CoAuthors

Maarten Buijsman (The University at Southern Mississippi, United States); Brian Arbic (University of Michigan, United States); Christopher Jackson (NOAA, United States); Jorge Magalhaes (University of Porto, Portugal); Jose daSilva (University of Porto, Portugal)

This study aims to quantify the energetics of internal tides in 4-km global Hybrid Coordinate Ocean Model (HYCOM) simulations, including the energy cascade from the primary tidal to higher frequencies and their evolution along internal tide “beams”. The ocean model is run in a forward (non-data-assimilative) mode, forced by realistic atmospheric fields and tidal forcing (M2, S2, K1, O1, N2). Velocity and density fields are band-passed into tidal (D1+D2) and supertidal frequency bands before computing the baroclinic energy budget. Globally, supertidal motions are confined to low latitudes (±30^o), where on average they account for roughly 10% of the total tidal energy. The geographic distribution of supertidal kinetic energy shows a high correlation with the advective flux, a measure of nonlinear wave energy, and good qualitative agreement with observed instances of solitary nonlinear internal waves (Jackson et al. 2012), which are characterized by higher frequencies and wavenumbers. To understand how internal tides evolve along their propagation path and interact with ocean currents, the energetics along the main internal tide beams at the Amazon Shelf and Mascarene Ridge are analyzed in detail. In the Amazon, energy is converted to baroclinic tides at the shelf break at the primary tidal frequencies. The associated pressure fluxes decay over a 1000km distance due to dissipation and energy transfers to higher harmonic pressure and advective fluxes. The supertidal fluxes peak 400km away from the generation site and then remain steady.
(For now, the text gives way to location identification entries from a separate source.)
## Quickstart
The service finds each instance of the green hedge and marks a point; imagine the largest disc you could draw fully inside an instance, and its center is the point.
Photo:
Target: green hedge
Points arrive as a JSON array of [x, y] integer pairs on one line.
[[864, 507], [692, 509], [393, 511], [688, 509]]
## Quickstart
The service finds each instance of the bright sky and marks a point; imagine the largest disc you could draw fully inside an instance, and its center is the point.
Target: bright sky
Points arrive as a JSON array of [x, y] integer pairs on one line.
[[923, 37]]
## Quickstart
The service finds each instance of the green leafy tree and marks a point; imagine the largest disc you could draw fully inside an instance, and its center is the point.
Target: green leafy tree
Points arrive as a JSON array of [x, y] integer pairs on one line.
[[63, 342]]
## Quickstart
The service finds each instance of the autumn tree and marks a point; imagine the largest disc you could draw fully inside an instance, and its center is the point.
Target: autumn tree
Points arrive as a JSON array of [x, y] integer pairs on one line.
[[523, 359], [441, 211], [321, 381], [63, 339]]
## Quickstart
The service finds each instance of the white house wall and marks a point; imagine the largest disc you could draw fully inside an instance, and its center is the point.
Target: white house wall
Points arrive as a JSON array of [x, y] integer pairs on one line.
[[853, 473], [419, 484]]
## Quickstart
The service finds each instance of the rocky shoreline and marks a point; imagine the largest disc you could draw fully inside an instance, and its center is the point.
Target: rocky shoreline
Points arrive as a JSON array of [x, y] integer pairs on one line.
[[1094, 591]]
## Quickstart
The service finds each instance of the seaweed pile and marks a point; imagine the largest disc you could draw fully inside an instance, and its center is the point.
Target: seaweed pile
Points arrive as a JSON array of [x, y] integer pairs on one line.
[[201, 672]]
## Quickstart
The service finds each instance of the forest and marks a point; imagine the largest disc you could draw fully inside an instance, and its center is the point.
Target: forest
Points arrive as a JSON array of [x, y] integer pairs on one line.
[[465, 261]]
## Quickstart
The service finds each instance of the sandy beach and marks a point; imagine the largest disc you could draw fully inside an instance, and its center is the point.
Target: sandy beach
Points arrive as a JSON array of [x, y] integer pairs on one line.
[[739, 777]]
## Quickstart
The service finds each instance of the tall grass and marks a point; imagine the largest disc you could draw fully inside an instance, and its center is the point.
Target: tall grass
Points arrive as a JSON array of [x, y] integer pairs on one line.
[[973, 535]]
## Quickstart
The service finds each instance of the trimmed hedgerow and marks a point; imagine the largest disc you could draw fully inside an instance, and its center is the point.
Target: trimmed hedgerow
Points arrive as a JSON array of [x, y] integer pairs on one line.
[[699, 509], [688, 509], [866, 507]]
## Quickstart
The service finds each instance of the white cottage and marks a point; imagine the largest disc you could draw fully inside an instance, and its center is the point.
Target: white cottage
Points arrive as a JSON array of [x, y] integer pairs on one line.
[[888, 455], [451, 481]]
A high-resolution simulation using the nonhydrostatic Massachusetts Institute of Technology general circulation model (MITgcm) at the Mascarane ridge shows that the horizontal grid resolution in HYCOM is insufficient to resolve subgrid scale solitons impeding an accurate energy cascade to smaller wavelengths, essentially “trapping” energy at frequencies lower than those observed in the MITgcm energy spectrum, which show a series of bulges at frequencies higher than 24cpd. However, in agreement with HYCOM, the energy in the supertidal band increases in proportion to the total tidal energy and is found to be about 50% in MITgcm and about 20% in HYCOM, suggesting that energy at higher frequencies (due to solitons) is underestimated in HYCOM.